Mulai dari dampak ke inflasi hingga dampaknya ke pertumbuhan ekonomi Indonesia.
"Jadi harus ada kajian terkait dampak ke inflasi, dampak ke stabilitas rupiah, kemudian juga ke sektor riil, pertumbuhan ekonomi, sampai ke serapan tenaga kerja," ujar Bhima, kepada Tribunnews, Jumat (8/5/2020).
Menurut Bhima, struktur Anggaran Pendapatan dan Belanja Negara (APBN) saat ini pun tidak dalam kondisi yang baik.
Baca: Ekonom Ingatkan Potensi Hyper Inflasi Jika BI Kabulkan Usulan Banggar DPR Cetak Uang Rp 600 T
Sehingga ada sejumlah kerugian yang dikhawatirkan terjadi, jika rupiah dalam jumlah fantastis itu diterbitkan.
Satu diantaranya terkait kemungkinan adanya kepentingan dari korporasi yang meminta suntikan dana.
"Struktur APBN saja kan sudah nggak sehat. Di mana porsi belanja, pembayaran bunga utangnya besar. Jadi BI cetak uang kalau masuk ke APBN untuk bayar utang ya sama saja, atau malah lari ke korporasi kakap yg minta di injeksi oleh dana APBN," jelas Bhima.
Oleh karena itu, ia menilai jika usulan cetak uang tersebut dikabulkan, maka bisa saja akan muncul kasus-kasus serupa dengan kasus Bantuan Likuiditas Bank Indonesia (BLBI).
"Ini bisa jadi moral hazard dan penyimpangan besar seperti kasus-kasus kejahatan keuangan BLBI," kata Bhima.
Sebelumnya, Gubernur BI Perry Warjiyo menegaskan, BI tidak akan mencetak uang untuk menangani dampak corona.
Pernyataan tersebut ia sampaikan dalam live streaming video conference terkait Perkembangan Ekonomi Terkini, Rabu (6/5/2020).
Menurutnya, hal tersebut bukan merupakan praktik kebijakan moneter yang terbiasa dilakukan BI.
"Pandangan-pandangan BI (perlu atau tidaknya) mencetak uang, itu bukan praktik kebijakan moneter yang lazim dan tidak akan dilakukan di Bank Indonesia," ujar Perry, pada kesempatan itu.
Perry menambahkan, kebutuhan masyarakat bisa diukur dari angka pertumbuhan ekonomi dan inflasi.
Namun demikian, ia menekankan praktik ini tentunya harus sesuai dengan tata kelola Badan Pemeriksa Keuangan (BPK).
"Misalnya pertumbuhan ekonomi 5 persen dan inflasinya 3 persen, kurang lebih kenaikan pencetakan uang sekitar 8 persen.
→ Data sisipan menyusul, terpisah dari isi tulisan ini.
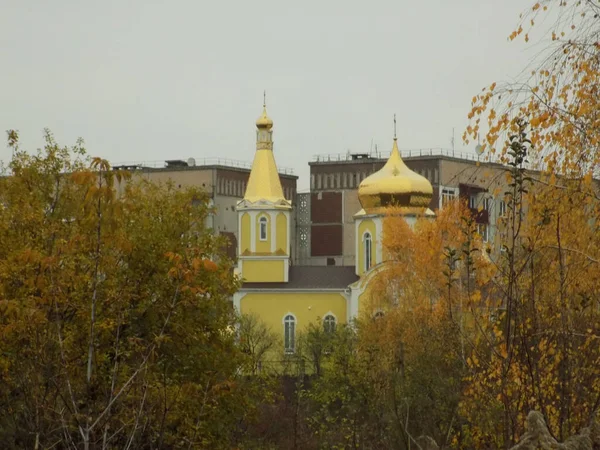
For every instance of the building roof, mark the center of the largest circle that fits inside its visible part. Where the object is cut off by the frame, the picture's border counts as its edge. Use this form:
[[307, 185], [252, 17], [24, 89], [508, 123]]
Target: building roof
[[312, 277]]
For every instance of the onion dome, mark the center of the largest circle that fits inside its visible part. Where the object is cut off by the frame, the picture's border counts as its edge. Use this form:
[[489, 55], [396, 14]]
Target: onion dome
[[394, 185], [264, 121]]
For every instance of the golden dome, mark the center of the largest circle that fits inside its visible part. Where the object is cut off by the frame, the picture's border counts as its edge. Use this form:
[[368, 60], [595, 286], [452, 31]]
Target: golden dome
[[395, 185], [264, 121]]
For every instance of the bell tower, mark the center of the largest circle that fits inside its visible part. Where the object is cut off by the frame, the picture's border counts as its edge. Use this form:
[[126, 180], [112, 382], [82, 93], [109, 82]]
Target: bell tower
[[264, 215]]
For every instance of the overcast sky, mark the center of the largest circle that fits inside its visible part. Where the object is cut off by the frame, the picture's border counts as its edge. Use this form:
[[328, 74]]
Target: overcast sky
[[153, 80]]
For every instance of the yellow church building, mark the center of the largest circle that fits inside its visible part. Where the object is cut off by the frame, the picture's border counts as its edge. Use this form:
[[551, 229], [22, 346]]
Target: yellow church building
[[288, 297]]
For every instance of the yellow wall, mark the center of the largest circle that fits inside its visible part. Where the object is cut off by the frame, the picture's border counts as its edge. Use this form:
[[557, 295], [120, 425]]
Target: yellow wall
[[263, 246], [262, 271], [281, 226], [245, 233], [307, 307], [365, 225]]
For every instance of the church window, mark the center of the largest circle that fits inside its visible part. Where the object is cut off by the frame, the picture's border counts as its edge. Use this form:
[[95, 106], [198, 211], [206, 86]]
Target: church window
[[263, 228], [289, 333], [448, 194], [368, 246], [329, 323], [502, 208]]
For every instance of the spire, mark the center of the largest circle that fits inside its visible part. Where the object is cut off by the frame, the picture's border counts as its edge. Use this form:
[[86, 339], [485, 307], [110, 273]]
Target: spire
[[394, 184], [264, 183], [264, 121]]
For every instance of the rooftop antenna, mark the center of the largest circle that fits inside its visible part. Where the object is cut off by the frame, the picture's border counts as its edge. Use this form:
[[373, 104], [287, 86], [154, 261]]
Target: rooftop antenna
[[478, 148]]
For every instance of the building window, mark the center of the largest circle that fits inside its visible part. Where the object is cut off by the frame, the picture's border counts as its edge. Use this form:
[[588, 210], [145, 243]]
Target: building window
[[483, 231], [263, 228], [368, 245], [488, 204], [448, 195], [473, 201], [502, 208], [289, 333], [329, 323]]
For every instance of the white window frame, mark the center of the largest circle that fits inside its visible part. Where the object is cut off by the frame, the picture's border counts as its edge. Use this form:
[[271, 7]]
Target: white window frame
[[501, 208], [290, 324], [263, 226], [329, 323], [473, 201], [447, 192], [368, 249], [379, 314], [484, 231]]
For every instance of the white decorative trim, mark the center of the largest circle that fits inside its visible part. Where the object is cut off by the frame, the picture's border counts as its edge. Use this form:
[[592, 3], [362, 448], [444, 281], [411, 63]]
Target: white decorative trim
[[272, 257], [240, 234], [273, 215], [364, 263], [356, 244], [287, 249], [253, 230], [329, 313], [237, 301], [293, 291], [352, 310], [289, 314], [259, 218], [378, 240]]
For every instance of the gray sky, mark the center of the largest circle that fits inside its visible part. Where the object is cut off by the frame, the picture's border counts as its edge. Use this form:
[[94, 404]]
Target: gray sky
[[155, 80]]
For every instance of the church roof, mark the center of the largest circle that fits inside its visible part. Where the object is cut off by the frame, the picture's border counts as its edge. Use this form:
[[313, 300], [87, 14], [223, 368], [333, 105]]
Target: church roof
[[312, 277], [264, 183]]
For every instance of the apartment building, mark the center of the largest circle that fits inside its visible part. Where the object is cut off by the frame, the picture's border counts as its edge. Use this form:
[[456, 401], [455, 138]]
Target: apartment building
[[223, 179], [325, 215]]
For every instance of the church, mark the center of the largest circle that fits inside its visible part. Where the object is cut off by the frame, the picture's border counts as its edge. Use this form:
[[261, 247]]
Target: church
[[289, 297]]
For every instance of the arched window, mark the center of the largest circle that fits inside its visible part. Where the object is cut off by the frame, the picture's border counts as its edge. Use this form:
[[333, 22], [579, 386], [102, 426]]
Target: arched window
[[329, 323], [289, 333], [263, 228], [368, 245]]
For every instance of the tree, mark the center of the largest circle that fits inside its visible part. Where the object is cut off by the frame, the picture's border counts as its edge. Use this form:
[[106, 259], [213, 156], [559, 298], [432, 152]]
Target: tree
[[540, 351], [115, 312]]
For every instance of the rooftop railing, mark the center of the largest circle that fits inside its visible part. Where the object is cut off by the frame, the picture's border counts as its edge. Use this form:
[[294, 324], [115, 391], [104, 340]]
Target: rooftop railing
[[406, 153], [195, 162]]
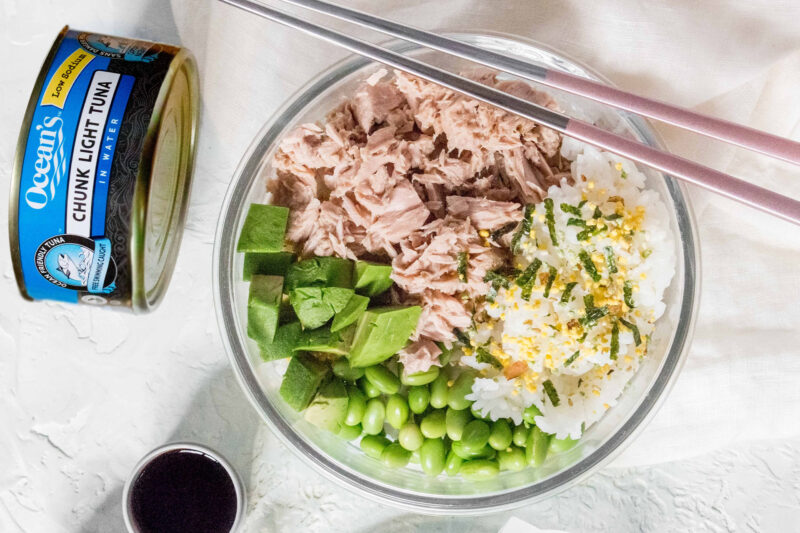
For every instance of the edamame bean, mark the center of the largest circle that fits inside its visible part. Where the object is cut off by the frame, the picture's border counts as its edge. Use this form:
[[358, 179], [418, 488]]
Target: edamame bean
[[356, 405], [420, 378], [561, 445], [455, 421], [475, 435], [433, 425], [410, 437], [374, 415], [478, 469], [512, 458], [487, 452], [536, 447], [383, 379], [373, 445], [439, 391], [418, 398], [369, 390], [350, 432], [452, 464], [341, 368], [461, 387], [520, 436], [530, 413], [396, 411], [395, 456], [432, 456], [500, 437]]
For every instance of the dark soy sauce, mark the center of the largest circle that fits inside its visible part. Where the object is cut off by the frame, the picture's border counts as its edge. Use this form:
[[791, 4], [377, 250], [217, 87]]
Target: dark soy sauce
[[183, 491]]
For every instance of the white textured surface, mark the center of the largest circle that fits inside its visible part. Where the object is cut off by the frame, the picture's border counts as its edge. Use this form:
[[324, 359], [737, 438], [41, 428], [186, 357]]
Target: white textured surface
[[84, 392]]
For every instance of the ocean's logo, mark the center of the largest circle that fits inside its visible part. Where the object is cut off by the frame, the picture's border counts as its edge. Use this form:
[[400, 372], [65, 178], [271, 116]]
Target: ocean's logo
[[117, 48], [79, 263], [49, 167]]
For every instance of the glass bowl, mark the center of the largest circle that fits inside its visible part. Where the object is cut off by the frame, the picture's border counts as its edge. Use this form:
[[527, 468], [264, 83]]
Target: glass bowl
[[410, 488]]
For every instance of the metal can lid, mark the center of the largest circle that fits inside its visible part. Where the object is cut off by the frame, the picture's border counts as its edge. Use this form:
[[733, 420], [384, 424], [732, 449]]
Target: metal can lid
[[162, 192]]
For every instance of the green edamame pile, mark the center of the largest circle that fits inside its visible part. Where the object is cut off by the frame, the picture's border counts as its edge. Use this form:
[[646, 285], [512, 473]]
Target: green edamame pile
[[426, 418]]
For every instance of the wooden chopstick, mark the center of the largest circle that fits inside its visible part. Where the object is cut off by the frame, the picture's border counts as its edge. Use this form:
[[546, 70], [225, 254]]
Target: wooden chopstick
[[723, 130], [713, 180]]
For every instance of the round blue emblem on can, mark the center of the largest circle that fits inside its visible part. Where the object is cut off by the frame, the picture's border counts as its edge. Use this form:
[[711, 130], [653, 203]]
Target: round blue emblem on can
[[78, 263]]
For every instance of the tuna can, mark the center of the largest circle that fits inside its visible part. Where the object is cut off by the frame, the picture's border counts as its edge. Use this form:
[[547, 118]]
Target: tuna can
[[101, 175]]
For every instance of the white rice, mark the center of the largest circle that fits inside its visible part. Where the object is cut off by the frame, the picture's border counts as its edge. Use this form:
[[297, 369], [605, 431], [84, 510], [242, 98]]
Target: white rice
[[536, 330]]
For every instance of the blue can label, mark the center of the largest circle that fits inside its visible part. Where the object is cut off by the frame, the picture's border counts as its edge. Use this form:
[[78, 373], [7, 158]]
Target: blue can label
[[81, 165]]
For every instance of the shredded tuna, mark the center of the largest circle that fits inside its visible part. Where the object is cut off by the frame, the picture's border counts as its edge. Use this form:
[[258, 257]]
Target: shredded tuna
[[483, 213], [419, 356], [429, 259], [410, 172], [441, 314]]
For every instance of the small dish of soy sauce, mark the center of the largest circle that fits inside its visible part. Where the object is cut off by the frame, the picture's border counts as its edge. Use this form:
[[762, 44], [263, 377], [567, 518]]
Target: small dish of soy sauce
[[183, 487]]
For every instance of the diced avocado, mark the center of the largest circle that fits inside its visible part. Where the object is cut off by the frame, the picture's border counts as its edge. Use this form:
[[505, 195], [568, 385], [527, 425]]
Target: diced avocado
[[320, 272], [263, 307], [302, 379], [316, 305], [329, 407], [264, 229], [381, 332], [284, 344], [324, 340], [266, 264], [352, 311], [372, 278]]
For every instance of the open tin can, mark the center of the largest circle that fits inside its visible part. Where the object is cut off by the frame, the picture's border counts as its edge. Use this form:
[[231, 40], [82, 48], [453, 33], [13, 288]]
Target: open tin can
[[102, 171]]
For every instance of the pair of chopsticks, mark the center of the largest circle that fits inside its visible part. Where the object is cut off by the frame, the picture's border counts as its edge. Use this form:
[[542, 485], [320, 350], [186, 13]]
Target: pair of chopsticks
[[690, 171]]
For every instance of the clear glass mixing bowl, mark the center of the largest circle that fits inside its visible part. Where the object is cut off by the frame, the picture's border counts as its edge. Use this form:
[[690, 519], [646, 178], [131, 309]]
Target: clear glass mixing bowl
[[410, 488]]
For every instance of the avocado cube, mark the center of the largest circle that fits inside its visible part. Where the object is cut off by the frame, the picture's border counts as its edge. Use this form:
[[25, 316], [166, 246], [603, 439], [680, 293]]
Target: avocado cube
[[352, 311], [324, 340], [264, 229], [372, 278], [381, 332], [283, 345], [263, 307], [316, 305], [320, 272], [266, 264], [302, 379], [329, 407]]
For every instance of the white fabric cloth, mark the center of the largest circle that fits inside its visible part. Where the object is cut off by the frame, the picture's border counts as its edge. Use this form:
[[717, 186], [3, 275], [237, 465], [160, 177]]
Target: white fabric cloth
[[84, 392]]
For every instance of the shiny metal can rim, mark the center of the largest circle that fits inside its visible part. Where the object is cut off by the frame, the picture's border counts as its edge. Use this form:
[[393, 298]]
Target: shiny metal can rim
[[143, 299]]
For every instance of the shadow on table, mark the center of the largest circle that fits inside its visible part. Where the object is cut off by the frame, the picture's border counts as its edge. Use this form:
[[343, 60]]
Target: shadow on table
[[439, 524], [219, 417]]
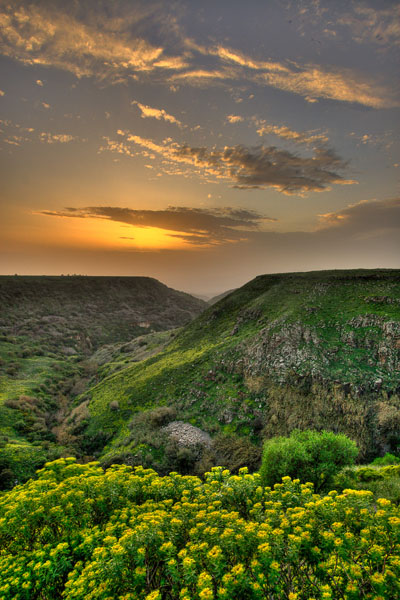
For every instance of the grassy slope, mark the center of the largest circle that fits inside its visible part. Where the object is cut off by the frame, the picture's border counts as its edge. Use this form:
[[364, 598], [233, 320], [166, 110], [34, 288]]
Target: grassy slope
[[212, 367], [49, 326]]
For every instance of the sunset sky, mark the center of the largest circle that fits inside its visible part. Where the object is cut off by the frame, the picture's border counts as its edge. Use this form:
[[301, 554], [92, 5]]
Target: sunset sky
[[200, 142]]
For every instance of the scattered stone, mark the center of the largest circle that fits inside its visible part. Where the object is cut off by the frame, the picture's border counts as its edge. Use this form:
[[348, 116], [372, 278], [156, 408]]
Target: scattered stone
[[187, 435]]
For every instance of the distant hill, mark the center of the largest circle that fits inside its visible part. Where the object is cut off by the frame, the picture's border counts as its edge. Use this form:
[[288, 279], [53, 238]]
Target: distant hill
[[216, 299], [297, 350], [49, 328], [81, 313]]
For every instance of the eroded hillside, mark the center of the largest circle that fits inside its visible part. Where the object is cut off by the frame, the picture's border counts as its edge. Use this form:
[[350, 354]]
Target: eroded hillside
[[55, 333], [308, 350]]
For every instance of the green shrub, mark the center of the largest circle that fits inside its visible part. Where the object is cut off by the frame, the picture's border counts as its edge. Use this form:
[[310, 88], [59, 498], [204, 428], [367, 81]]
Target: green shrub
[[388, 459], [308, 455], [77, 532]]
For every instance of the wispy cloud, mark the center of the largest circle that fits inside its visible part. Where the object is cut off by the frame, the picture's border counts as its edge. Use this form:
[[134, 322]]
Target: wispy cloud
[[365, 217], [118, 49], [309, 80], [378, 25], [39, 34], [234, 118], [60, 138], [194, 225], [16, 134], [284, 132], [156, 113], [248, 167]]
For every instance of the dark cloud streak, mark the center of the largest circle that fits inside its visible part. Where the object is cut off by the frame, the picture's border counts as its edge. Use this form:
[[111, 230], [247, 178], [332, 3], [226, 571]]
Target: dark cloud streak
[[195, 225]]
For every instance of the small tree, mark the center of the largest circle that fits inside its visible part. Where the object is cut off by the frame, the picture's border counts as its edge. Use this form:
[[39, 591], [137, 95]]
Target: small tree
[[315, 456]]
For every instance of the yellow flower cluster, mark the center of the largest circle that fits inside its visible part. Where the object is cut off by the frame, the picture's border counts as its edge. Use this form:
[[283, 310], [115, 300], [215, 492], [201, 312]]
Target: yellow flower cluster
[[79, 533]]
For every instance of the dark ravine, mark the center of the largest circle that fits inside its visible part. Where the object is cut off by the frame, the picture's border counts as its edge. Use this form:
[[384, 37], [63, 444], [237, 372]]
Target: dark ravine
[[303, 350], [316, 350], [55, 334]]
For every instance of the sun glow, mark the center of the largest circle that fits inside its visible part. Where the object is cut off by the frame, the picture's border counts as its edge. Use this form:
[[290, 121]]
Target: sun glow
[[103, 234]]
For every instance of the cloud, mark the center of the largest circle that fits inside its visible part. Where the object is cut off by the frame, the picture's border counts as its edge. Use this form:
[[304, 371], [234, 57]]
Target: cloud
[[102, 47], [115, 47], [299, 137], [365, 217], [15, 134], [156, 113], [245, 167], [308, 80], [195, 225], [234, 119], [61, 138], [379, 25]]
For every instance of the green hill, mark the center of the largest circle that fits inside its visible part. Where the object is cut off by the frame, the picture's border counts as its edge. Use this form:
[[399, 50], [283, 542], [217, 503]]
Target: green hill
[[300, 350], [51, 329]]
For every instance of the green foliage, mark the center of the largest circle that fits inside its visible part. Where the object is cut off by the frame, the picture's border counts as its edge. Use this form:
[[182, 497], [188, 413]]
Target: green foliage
[[309, 455], [383, 482], [79, 533], [388, 459]]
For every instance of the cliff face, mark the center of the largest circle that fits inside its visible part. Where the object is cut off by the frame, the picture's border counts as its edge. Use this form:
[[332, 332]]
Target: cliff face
[[307, 350]]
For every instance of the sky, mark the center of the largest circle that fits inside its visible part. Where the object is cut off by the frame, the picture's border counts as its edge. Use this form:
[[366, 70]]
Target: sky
[[202, 143]]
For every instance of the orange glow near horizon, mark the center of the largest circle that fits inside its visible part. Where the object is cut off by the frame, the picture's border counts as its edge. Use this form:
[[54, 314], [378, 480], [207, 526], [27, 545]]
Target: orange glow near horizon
[[103, 234]]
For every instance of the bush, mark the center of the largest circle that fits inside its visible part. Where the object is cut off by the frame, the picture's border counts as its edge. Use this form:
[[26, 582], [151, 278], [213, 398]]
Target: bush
[[388, 459], [77, 532], [308, 455]]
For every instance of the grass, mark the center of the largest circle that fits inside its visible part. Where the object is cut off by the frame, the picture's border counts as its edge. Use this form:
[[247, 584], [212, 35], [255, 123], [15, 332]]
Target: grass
[[226, 339]]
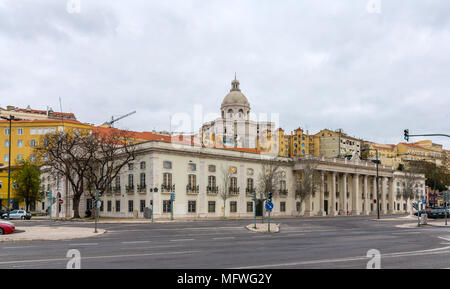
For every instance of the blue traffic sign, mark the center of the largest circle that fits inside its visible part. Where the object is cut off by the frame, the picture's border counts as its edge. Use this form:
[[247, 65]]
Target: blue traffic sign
[[269, 206]]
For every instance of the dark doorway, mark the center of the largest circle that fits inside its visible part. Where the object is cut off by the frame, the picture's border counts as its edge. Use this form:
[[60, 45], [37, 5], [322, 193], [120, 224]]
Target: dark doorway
[[259, 208]]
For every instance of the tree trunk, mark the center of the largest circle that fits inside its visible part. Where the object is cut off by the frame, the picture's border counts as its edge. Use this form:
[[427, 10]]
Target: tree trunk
[[76, 205]]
Kalau ingin tambah stok barangkali 10 persen, keseluruhan proses ini sesuai tata kelola dan diaudit BPK," kata Perry.
Perlu diketahui, pernyataan Perry itu disampaikan untuk menjawab usulan Badan Anggaran (Banggar) DPR yang meminta BI agar melakukan pencetakan uang dalam upaya menangani dampak corona.
Jumlah uang yang diusulkan untuk dicetak pun mencapai Rp 600 triliun.